If you don't have an S3 bucket to use, please go set one up now and note down the bucket name.

In [None]:
import sys
sys.path.append('/home/ec2-user/anaconda3/lib/python3.6/site-packages/')

import boto3
import re
from sagemaker import get_execution_role

assumed_role = get_execution_role()
print(str(assumed_role))

In [None]:
# Bucket location
temp_s3 = "s3://cnidus-ml-pdx/criteo/temp"

dataset_s3 = "s3://sagemaker-us-west-2-369233609183/datasets/criteo-16-tb/criteo_20180605_141913/"

In [None]:
!aws s3 ls s3://sagemaker-us-west-2-369233609183/datasets/criteo-16-tb/criteo_20180605_141913/ | wc -l

## Downloading the criteo dataset
We'll grab the dataset off the web and load it to S3.

The source is here:
http://labs.criteo.com/2013/12/download-terabyte-click-logs-2/

In [None]:
%%bash
mkdir /tmp/criteo
cd /tmp/criteo
curl -O http://azuremlsampleexperiments.blob.core.windows.net/criteo/day_0.gz

In [None]:
###Upload to S3
#TODO

## Download the script-mode container

In [None]:
%%bash
git clone -b mvs-script-mode-pipe-ps-server https://github.com/mvsusp/sagemaker-tensorflow-containers.git

Install dependancies (is this needed on a ssagemaker notebook?)

In [None]:
!pwd

In [None]:
import os
print(os.getcwd())
#os.chdir('sagemaker-tensorflow-containers/test/integration/benchmarks/criteo')
print(os.getcwd())
from sagemaker.tensorflow import TensorFlow

# Change this to your criteo small clicks or large clicks datasets:
# https://github.com/GoogleCloudPlatform/cloudml-samples/tree/master/criteo_tft#criteo-dataset
CRITEO_DATASET = dataset_s3

hyperparameters = {
    # sets the number of parameter servers in the cluster.
    'sagemaker_num_parameter_servers': 10,
    's3_channel':                      CRITEO_DATASET,
    'batch_size':                      30000,
    'dataset':                         'kaggle',
    'model_type':                      'linear',
    'l2_regularization':               100,

    # see https://www.tensorflow.org/performance/performance_guide#optimizing_for_cpu
    # Best value for this model is 10, default value in the container is 0.
    # 0 sets the value to the number of logical cores.
    'inter_op_parallelism_threads':    10,

    # environment variables that will be written to the container before training starts
    'sagemaker_env_vars':              {
        # True uses HTTPS, uses HTTP otherwise. Default false
        # see https://docs.aws.amazon.com/sdk-for-cpp/v1/developer-guide/client-config.html
        'S3_USE_HTTPS':  True,
        # True verifies SSL. Default false
        'S3_VERIFY_SSL': True,
        # Sets the time, in milliseconds, that a thread should wait, after completing the
        # execution of a parallel region, before sleeping. Default 0
        # see https://github.com/tensorflow/tensorflow/blob/faff6f2a60a01dba57cf3a3ab832279dbe174798/tensorflow/docs_src/performance/performance_guide.md#tuning-mkl-for-the-best-performance
        'KMP_BLOCKTIME': 25
    }
}

tf = TensorFlow(entry_point='task.py',
                source_dir='trainer',
                train_instance_count=10,
                train_instance_type='ml.c5.9xlarge',
                # pass in your own SageMaker role
                role=assumed_role,
                hyperparameters=hyperparameters)

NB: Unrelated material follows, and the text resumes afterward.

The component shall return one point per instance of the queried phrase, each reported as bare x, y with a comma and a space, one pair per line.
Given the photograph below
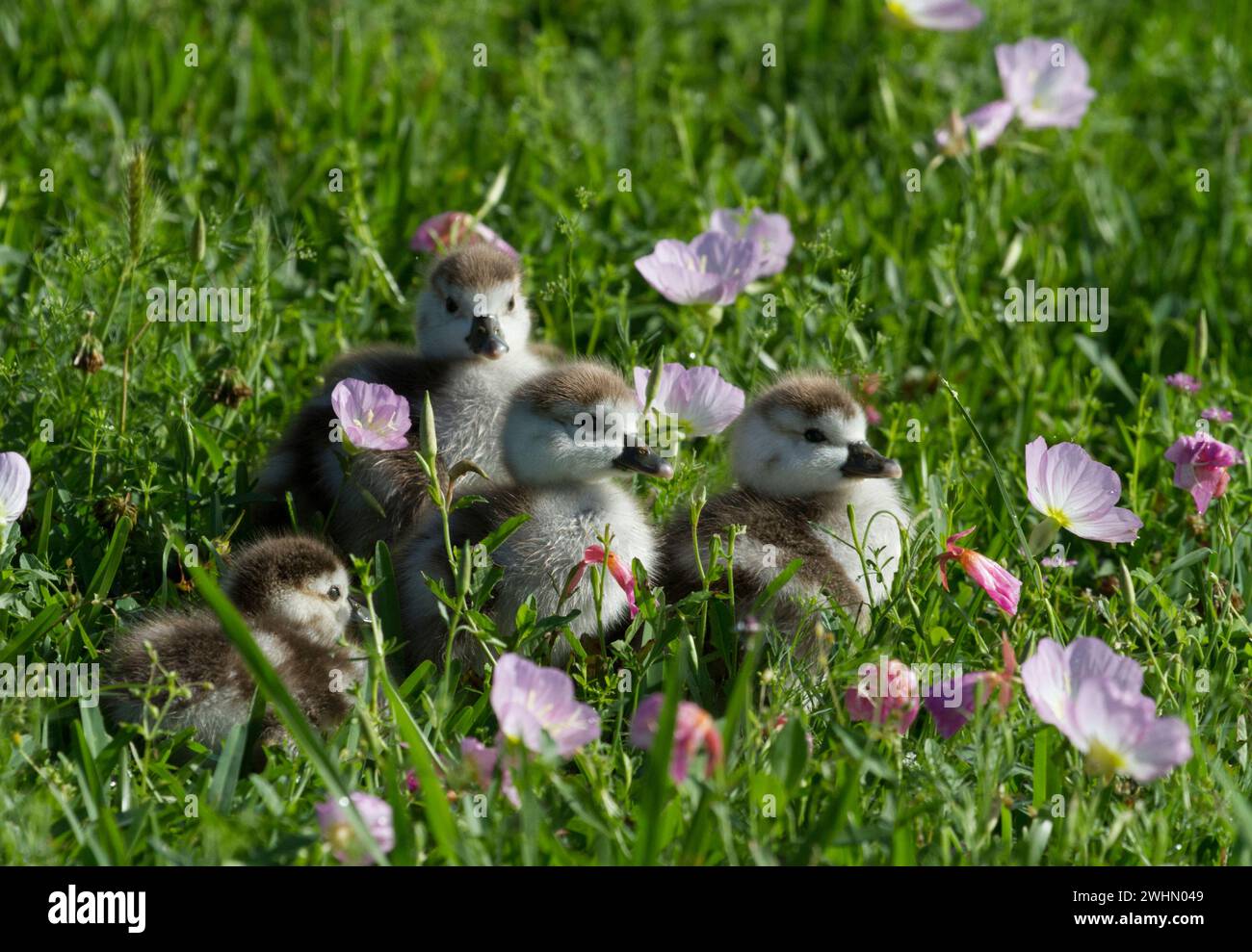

# This points to the prototype images.
# Change the region (to us-west-2 or us-east-2) or TF version (to 1.7.0) if needed
tf.train_image = lambda: '520713654638.dkr.ecr.us-west-2.amazonaws.com/sagemaker-tensorflow:1.6.0-cpu-py2-script-mode-preview'

# publicly accessible placeholder data. Change the region if needed
tf.fit({'training': 's3://sagemaker-sample-data-us-west-2/spark/mnist/train'}, run_tensorboard_locally=True)